Taking a stand that has attracted international attention, the German chancellor made clear in no uncertain terms that she will actively support — and even campaign for — Sarkozy. As Der Spiegel reports, Merkel’s own Christlich Demokratische Union is working behind the scenes in concert with Sarkozy’s own Union pour un Mouvement Populaire.
Although Merkel’s vigorous support is of a degree virtually unheard of in cross-border politicking, it has become increasingly common for EU politics to overwhelm national politics. As Silvio Berlusconi of Italy and George Papandreou of Greece will attest, Merkel watched as both elected governments fell last autumn, only to be replaced by unelected, technocratic (and budget-cutting) government more in line with Berlin.
Although Le Monde stated that “Germany has never been at the heart of Europe,” Germany has, alongside France, always been the twin engine of European integration since the 1950s. With the reunification of Germany in 1990, the adoption of the single currency pursuant to the Maastricht Treaty in 1992, and the eastern expansion of the EU in 2004, Germany has, in its own way, become even more the heart of Europe than France itself. Germany’s central bankers have been uniquely influential in the development of the euro and the European Central Bank’s monetary policy, and that trend that has only strengthened since the 2008 financial crisis and the sovereign debt crisis within the EU that has dominated EU policy since 2010.
Further still are the risks to France and to Europe following the election. Merkel, who fears that Hollande’s election would endanger Franco-German unity at a time when that unity has never been more vital to the future of the EU and to the single currency’s viability, risks making Franco-German unity more difficult in the event of a Hollande win — a win that seems incredibly likely just 80 days out from the election.
During the campaign, Hollande has argued for the renegotiation of the fiscal treaty on budget austerity, called for expansionary spending to boost French growth, and indicated he would support the creation of euro bonds and a Europe-wide fiscal transactions tax. All of these campaign pledges firmly place Hollande at odds with Merkel. By no means, however, is Hollande a wild-eyed radical — he’s firmly in the center-left and far more market-oriented than his interparty rival for the nomination, Martine Aubry, would have been. Furthermore, it is certainly true that if, as polls indicate, Hollande defeats Sarkozy in the second round, Merkel’s hostility to Hollande — she hasn’t yet said whether she’ll even meet with him prior to the election — will exacerbate any Merkel-Hollande relationship, thereby causing even more anxiety among banks and investors.

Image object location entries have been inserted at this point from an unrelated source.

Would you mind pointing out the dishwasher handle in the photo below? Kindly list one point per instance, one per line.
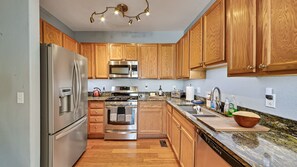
(220, 151)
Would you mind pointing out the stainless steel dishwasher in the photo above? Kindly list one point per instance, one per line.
(210, 154)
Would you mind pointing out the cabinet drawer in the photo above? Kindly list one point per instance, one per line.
(96, 127)
(96, 111)
(96, 104)
(96, 119)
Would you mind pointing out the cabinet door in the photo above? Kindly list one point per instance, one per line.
(148, 61)
(241, 36)
(186, 56)
(70, 43)
(214, 34)
(150, 121)
(130, 51)
(175, 137)
(52, 34)
(116, 51)
(87, 50)
(196, 45)
(167, 56)
(41, 30)
(277, 34)
(169, 120)
(101, 61)
(179, 59)
(187, 149)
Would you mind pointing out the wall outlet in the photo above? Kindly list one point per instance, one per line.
(198, 90)
(20, 97)
(270, 102)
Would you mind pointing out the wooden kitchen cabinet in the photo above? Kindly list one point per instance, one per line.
(166, 59)
(241, 36)
(179, 58)
(52, 34)
(148, 61)
(168, 121)
(276, 36)
(214, 34)
(123, 51)
(150, 119)
(87, 50)
(186, 56)
(175, 137)
(101, 61)
(116, 51)
(70, 44)
(130, 52)
(196, 47)
(95, 119)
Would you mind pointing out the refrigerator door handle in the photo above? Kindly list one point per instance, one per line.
(70, 128)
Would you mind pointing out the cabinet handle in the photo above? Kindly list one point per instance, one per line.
(250, 67)
(262, 66)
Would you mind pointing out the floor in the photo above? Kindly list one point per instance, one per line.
(140, 153)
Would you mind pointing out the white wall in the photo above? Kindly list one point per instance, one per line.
(250, 91)
(129, 37)
(153, 85)
(19, 71)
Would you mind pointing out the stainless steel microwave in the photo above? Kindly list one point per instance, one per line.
(123, 69)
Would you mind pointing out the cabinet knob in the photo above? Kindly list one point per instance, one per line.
(262, 66)
(250, 67)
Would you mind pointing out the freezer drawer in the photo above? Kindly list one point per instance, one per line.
(68, 145)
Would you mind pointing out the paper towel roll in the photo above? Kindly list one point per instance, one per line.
(190, 93)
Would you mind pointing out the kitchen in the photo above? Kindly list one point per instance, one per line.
(262, 74)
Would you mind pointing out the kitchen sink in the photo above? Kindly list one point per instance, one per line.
(193, 112)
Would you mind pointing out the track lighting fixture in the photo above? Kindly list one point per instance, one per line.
(121, 9)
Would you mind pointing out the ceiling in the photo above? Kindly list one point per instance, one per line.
(166, 15)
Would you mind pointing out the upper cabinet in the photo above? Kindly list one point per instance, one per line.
(277, 35)
(167, 58)
(52, 34)
(70, 43)
(148, 61)
(87, 50)
(101, 60)
(214, 34)
(196, 47)
(186, 56)
(123, 51)
(130, 51)
(241, 36)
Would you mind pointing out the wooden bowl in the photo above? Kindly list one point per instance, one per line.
(246, 119)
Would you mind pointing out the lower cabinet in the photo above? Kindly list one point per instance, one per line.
(95, 117)
(183, 136)
(150, 119)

As such, Merkel’s active support also brings risks outside of France’s borders. Her active campaigning could transform the French presidential election into a de facto referendum on the European Union, almost seven years after French voters rejected the EU constitution in 2005’s constitutional referendum by a 54.7%-45.3% margin. That vote, which gave momentum to the successful “no” campaign in the similar Dutch constitution referendum just three days later, upended years of progress on the EU constitution.
It is surmised that French voters wanted to register their complaints with the ennui of the Chirac administration in the 2005 EU referendum, but Merkel risks elevating the 2012 French presidential contest into an opportunity for French voters to register their complaints with the EU. Certainly, it would be a safe bet that French voters are less than enthusiastic today about the EU today than in 2005, with monetary union now in jeopardy and the EU’s southern periphery on the verge of financial collapse.
None of this is likely to make bondholders feel any more secure about the ability of the EU to chart a consistent course for the future.
All of which should make Hollande’s planned visit to London next month even more fraught.